The AVID example Wolfe uses is remarkable because of how uncommon it is. Advancement Via Individual Determination began with a teacher from California, thirty pupils, and what may seem like a typical goal. It now operates in 47 states after 40 years. That trajectory—from a single classroom to a nationwide presence—is truly remarkable in American education, which may help to explain why the same narrative is repeated so frequently. There aren’t many options similar to it.
It’s worth reading in conjunction with Frederick Hess’s sharper, more skeptical perspective from the American Enterprise Institute, which surfaced last year and made a slightly different argument: that the problem lies in the education sector’s fixation with innovation. Not all new things are worthy of celebration. Hess is direct about this: districts are constantly switching between practice A and practice B, purchasing malfunctioning technology that no one uses, and mistaking innovation for advancement. Once you see the pattern clearly, it has an almost exhausting quality. The enthusiasm for “innovative practices” and “innovation zones” usually benefits enthusiasts more than students.
Wolfe’s demands seem more realistic. There is actual precedent in other fields for the “tight but loose” implementation framework she suggests, which maintains fundamental principles while permitting local adaptation. It’s how prosperous organizations disseminate ideas without stifling them. It is genuinely unclear if American school systems, with their unique combination of political pressure, bureaucratic inertia, and actual underfunding, can truly adopt that posture.
There is at least one reason to keep trying, according to research from New Zealand.

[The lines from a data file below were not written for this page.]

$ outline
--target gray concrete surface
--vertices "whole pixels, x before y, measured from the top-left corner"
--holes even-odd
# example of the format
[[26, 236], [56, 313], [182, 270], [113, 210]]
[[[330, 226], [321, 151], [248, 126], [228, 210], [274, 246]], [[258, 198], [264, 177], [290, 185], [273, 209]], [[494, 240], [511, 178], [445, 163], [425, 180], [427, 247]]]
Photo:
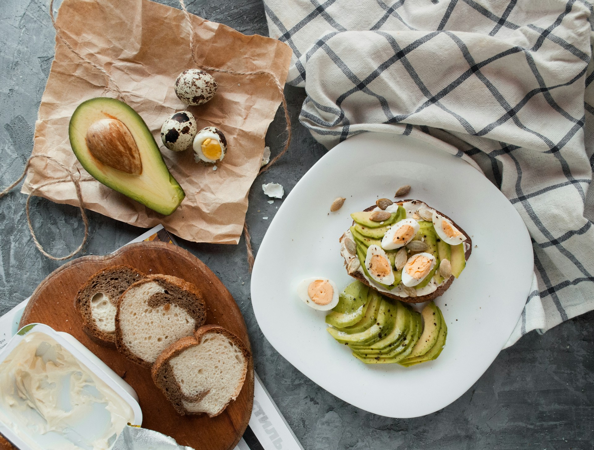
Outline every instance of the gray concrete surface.
[[[32, 147], [37, 110], [53, 55], [48, 2], [2, 0], [0, 7], [2, 186], [20, 174]], [[163, 2], [177, 6], [175, 0]], [[191, 12], [209, 20], [246, 34], [267, 34], [261, 0], [188, 3]], [[298, 123], [303, 90], [287, 87], [286, 95], [295, 122], [290, 150], [255, 184], [282, 180], [288, 191], [325, 150]], [[280, 146], [283, 126], [277, 114], [267, 137], [273, 151]], [[278, 204], [270, 205], [266, 200], [260, 189], [252, 190], [247, 220], [255, 250], [270, 223], [261, 217], [271, 218]], [[0, 313], [29, 296], [61, 264], [43, 257], [34, 247], [24, 202], [18, 190], [0, 201]], [[78, 245], [83, 229], [77, 208], [42, 199], [31, 204], [38, 235], [50, 252], [65, 255]], [[86, 254], [110, 252], [144, 231], [93, 213], [89, 216]], [[266, 341], [252, 310], [243, 239], [238, 246], [180, 243], [204, 261], [235, 296], [249, 329], [256, 370], [307, 450], [594, 448], [593, 312], [544, 335], [525, 336], [503, 351], [475, 385], [443, 410], [417, 419], [388, 419], [326, 392]], [[402, 388], [406, 388], [394, 386]]]

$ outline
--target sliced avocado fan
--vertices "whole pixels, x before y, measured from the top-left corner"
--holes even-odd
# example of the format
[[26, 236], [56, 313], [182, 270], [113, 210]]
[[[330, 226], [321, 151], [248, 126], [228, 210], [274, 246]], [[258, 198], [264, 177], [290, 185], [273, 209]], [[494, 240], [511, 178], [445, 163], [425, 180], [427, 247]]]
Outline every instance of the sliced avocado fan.
[[83, 102], [70, 119], [72, 151], [97, 181], [165, 216], [185, 197], [142, 118], [115, 99]]

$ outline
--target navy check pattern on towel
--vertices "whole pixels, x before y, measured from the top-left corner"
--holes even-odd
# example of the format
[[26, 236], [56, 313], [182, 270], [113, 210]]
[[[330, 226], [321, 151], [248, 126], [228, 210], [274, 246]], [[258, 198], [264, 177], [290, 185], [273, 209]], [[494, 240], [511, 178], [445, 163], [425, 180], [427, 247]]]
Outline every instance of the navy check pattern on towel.
[[[264, 0], [289, 45], [299, 117], [330, 148], [413, 136], [498, 186], [532, 238], [507, 345], [594, 309], [594, 72], [586, 0]], [[510, 255], [513, 258], [513, 255]]]

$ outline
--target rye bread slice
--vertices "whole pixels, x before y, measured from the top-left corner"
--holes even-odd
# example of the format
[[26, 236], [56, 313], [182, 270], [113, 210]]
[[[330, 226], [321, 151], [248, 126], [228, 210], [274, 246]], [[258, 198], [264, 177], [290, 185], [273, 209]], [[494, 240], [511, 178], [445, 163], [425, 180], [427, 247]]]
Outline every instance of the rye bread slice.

Between 2020 and 2023, the Better Start Literacy Approach reached over 3,000 teachers in 819 schools, resulting in quantifiable improvements in early reading that were not significantly influenced by gender, ethnicity, or income. That’s significant because it shows that implementing evidence-based strategies on a large scale is not impossible; all it takes is preparation, funding, and active community involvement. In theory, simple things. incredibly challenging in practice.
After reading all of this, the honest conclusion is that there isn’t actually a lack of innovative ideas. There aren’t enough systems made to transport them everywhere.